Wenn man allerdings die Prognosen und Einschätzungen des Dr. Wolfgang Schäuble zur Geld- und Staatsschuldenkrise in den letzten Jahren Revue passieren lässt (z.B. „Die Rettungsschirme laufen aus.
Das haben wir klar vereinbart“, 24.7.2010), dürfte schnell klar sein, wer von den beiden das „Milchmädchen“ ist. Im Gegensatz dazu lag Prof. Sinn mit seinen Einschätzungen, insbesondere auch zur
Target2-Malaise, die er frühzeitig – und ebenfalls zum Mißfallen der selbsterkorenen Euro-„Retter“ – auf die Tagesordnung brachte, um Klassen besser.
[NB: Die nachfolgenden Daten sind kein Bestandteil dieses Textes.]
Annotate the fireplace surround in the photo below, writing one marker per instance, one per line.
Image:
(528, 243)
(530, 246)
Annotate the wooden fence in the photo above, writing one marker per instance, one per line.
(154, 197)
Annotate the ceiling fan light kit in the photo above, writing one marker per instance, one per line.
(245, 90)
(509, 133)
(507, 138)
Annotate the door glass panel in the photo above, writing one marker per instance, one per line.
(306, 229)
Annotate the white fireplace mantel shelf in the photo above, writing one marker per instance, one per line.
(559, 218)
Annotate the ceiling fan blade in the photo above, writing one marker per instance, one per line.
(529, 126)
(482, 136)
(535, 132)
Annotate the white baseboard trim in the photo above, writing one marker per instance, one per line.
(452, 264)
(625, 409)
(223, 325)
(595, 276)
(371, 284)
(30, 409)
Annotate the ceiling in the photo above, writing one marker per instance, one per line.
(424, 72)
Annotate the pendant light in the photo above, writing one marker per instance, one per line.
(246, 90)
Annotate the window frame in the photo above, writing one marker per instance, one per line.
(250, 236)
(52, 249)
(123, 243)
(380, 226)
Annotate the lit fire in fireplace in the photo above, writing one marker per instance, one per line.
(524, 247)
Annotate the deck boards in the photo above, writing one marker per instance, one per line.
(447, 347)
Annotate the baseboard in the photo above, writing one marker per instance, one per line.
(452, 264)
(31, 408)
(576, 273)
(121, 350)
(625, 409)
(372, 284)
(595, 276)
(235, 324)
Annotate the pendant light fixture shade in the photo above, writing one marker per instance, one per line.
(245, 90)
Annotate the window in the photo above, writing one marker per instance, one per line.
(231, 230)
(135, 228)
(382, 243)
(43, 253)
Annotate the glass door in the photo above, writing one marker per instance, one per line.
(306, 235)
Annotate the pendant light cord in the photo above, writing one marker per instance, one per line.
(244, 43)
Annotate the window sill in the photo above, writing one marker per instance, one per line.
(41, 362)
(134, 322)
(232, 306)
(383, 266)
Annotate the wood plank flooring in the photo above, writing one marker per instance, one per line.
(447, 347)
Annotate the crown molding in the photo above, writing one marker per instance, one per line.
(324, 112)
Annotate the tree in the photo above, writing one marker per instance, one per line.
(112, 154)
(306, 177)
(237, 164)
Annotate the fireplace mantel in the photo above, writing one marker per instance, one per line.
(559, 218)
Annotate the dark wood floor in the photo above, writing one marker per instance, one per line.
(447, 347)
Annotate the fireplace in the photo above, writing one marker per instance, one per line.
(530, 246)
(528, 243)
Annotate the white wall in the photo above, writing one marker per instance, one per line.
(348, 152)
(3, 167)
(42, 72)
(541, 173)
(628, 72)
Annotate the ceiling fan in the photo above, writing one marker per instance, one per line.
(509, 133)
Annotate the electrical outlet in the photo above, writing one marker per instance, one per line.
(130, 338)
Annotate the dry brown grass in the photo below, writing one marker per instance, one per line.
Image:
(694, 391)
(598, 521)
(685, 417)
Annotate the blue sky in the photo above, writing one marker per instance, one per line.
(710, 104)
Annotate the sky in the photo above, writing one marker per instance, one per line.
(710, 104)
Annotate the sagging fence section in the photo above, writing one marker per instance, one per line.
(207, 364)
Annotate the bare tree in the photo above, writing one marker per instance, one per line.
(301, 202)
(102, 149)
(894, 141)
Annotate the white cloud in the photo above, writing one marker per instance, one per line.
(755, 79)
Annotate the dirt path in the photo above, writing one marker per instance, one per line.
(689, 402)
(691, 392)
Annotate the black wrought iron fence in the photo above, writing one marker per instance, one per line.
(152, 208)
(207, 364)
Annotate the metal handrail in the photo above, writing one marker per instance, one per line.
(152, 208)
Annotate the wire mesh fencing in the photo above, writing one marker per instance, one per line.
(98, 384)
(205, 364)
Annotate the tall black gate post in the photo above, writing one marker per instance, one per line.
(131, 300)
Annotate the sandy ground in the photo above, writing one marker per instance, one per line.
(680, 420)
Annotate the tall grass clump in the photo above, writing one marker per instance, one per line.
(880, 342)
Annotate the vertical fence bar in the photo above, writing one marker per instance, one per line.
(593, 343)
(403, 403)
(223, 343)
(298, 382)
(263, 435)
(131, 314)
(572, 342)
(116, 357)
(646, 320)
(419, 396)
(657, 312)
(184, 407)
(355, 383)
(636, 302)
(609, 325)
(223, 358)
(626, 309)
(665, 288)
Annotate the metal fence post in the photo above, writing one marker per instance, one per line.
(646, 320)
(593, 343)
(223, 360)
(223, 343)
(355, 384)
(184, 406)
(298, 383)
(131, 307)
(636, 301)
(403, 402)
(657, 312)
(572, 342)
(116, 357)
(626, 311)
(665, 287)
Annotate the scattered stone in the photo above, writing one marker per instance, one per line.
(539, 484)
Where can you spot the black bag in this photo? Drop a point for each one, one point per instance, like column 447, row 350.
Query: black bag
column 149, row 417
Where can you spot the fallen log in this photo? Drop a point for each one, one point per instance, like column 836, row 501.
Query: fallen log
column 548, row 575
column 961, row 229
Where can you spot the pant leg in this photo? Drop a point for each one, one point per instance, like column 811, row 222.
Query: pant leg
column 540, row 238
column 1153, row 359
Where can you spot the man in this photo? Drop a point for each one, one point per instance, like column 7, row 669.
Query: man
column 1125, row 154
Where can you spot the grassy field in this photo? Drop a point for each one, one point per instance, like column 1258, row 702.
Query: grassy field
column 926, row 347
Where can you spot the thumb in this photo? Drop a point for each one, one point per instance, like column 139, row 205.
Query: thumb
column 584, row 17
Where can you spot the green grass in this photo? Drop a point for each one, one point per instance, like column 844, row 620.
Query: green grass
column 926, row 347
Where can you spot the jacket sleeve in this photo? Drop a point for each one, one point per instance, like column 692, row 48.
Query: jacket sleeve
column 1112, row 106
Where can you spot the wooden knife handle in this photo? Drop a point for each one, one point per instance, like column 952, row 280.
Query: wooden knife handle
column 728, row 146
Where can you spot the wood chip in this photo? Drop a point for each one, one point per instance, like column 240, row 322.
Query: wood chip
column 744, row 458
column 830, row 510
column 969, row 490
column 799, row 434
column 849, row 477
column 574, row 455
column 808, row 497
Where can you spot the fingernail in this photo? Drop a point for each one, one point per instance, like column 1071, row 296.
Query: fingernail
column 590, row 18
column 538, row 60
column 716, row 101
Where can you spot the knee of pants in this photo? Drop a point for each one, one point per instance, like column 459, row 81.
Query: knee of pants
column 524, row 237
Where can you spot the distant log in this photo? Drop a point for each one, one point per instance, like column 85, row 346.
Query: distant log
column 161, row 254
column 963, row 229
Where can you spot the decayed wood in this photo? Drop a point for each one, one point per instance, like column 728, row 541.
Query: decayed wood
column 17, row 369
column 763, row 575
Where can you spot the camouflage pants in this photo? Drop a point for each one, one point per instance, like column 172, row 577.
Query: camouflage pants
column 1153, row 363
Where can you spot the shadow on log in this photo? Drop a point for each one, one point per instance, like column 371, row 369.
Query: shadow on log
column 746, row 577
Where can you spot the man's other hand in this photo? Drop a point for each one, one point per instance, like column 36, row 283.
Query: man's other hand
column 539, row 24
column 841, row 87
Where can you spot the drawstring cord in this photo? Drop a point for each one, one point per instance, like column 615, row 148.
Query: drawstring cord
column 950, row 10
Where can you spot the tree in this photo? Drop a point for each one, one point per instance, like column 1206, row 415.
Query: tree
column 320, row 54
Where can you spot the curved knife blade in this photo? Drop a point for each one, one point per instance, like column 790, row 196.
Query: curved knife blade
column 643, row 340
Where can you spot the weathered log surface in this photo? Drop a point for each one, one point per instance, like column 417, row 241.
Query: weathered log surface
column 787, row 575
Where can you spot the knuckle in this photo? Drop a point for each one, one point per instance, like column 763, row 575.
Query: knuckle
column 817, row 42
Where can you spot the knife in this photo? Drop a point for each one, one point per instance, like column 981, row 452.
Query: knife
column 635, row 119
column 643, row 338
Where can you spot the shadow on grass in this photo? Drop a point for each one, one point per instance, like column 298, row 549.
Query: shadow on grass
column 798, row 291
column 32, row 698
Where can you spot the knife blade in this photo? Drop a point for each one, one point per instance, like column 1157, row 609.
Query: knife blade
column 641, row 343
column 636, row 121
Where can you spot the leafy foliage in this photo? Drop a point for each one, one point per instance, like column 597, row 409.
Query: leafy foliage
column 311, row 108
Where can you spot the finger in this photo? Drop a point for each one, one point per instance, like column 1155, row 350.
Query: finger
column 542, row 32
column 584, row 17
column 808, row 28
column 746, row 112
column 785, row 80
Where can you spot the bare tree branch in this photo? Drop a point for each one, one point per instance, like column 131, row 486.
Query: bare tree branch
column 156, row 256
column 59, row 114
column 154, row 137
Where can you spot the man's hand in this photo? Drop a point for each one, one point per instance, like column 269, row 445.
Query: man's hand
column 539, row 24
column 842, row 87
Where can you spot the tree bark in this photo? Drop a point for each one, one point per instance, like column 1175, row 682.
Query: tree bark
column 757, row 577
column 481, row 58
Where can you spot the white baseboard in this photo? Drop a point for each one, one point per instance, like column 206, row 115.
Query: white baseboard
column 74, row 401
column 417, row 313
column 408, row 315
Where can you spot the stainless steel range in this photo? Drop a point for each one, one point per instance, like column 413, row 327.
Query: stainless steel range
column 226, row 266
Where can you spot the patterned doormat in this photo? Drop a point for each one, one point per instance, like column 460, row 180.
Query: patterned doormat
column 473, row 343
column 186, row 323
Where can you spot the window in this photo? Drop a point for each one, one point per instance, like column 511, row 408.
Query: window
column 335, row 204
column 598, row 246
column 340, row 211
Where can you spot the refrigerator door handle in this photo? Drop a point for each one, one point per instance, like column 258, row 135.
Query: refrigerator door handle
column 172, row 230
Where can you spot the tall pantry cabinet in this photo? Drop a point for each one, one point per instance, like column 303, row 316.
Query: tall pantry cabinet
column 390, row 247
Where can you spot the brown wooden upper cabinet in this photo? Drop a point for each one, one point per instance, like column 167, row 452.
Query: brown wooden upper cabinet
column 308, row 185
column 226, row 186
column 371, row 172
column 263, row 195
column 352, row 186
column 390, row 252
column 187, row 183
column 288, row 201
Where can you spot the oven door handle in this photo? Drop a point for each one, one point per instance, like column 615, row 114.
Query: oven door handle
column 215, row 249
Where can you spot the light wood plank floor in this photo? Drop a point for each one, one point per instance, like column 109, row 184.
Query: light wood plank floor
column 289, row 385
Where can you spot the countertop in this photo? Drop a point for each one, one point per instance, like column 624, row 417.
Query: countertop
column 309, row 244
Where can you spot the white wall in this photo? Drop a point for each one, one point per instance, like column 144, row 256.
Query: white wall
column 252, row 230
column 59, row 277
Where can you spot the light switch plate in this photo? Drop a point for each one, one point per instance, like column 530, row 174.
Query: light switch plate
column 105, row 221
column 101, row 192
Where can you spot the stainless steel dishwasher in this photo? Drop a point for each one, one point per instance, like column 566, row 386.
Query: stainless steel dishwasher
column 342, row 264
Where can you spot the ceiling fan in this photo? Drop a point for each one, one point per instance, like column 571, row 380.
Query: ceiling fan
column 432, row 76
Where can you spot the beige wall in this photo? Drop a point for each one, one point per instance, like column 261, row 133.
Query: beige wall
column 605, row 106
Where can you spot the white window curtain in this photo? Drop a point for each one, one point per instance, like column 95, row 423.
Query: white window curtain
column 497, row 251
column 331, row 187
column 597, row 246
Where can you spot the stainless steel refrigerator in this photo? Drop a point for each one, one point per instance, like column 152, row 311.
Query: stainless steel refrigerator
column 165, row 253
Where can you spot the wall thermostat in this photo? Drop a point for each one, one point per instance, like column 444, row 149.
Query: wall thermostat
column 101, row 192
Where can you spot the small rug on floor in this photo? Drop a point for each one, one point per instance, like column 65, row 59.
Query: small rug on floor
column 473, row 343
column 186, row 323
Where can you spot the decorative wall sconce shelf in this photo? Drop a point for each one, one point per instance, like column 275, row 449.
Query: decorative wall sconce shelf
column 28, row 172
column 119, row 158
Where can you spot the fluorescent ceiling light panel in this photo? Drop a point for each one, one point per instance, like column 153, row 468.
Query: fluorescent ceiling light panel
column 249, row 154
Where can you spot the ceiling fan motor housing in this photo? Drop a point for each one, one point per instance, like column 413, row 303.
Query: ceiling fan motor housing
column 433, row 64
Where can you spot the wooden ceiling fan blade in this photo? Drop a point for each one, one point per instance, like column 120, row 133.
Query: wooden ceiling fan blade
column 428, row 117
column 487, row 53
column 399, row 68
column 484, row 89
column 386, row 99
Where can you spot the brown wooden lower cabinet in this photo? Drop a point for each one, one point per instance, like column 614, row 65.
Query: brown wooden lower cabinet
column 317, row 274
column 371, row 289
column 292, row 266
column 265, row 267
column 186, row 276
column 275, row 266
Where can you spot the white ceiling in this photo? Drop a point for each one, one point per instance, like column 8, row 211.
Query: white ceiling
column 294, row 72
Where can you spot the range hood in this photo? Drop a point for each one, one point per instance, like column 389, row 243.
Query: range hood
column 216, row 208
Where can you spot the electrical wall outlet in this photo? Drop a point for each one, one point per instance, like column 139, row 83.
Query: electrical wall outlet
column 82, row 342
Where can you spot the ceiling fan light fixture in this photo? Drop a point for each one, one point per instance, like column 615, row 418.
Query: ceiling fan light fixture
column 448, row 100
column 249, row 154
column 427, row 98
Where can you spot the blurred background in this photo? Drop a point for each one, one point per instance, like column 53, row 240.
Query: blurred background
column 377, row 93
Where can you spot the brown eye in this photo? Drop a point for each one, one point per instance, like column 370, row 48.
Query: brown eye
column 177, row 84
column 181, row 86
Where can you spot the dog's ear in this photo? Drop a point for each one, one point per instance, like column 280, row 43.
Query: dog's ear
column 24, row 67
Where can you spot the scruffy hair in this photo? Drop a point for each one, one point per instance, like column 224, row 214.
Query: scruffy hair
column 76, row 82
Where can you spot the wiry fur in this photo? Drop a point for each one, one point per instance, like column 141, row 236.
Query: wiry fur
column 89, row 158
Und weil Schäubles Argumente so schwach sind, offenbart er im trotzigen Nachsatz eine weitere Facette seines Denkens: „Mit der Autorität von akademischen Titeln und von wissenschaftlichen
Instituten, die mit viel Geld vom deutschen Steuerzahler subventioniert werden ist eine besondere Verantwortung verbunden.“ Offenbar hält Schäuble den alten Duckmäuser-Grundsatz „Wes Brot ich ess,
des Lied ich sing!“ für die ultimative Form von Berufsethos. Gleichzeitig irrt er aber auch hier, denn es ist tatsächlich Prof. Sinn, der genau jene besondere Form der Verantwortung gegenüber dem
deutschen Steuerzahler zeigt, die wir beim deutschen Finanzminister seit Jahren vermissen. Dem mag man seine Sorge um die Steuerzahler ohnehin nicht recht abnehmen. Wäre es Schäuble nämlich ernst
damit, dann würde er nicht hunderte von Milliarden in der EU-Südschiene verbürgen und vers(ch)enken, sondern sich bei Prof. Sinn für vergleichsweise kleines Geld eine fundierte Lagebeurteilung
abholen und diese dann auch beherzigen.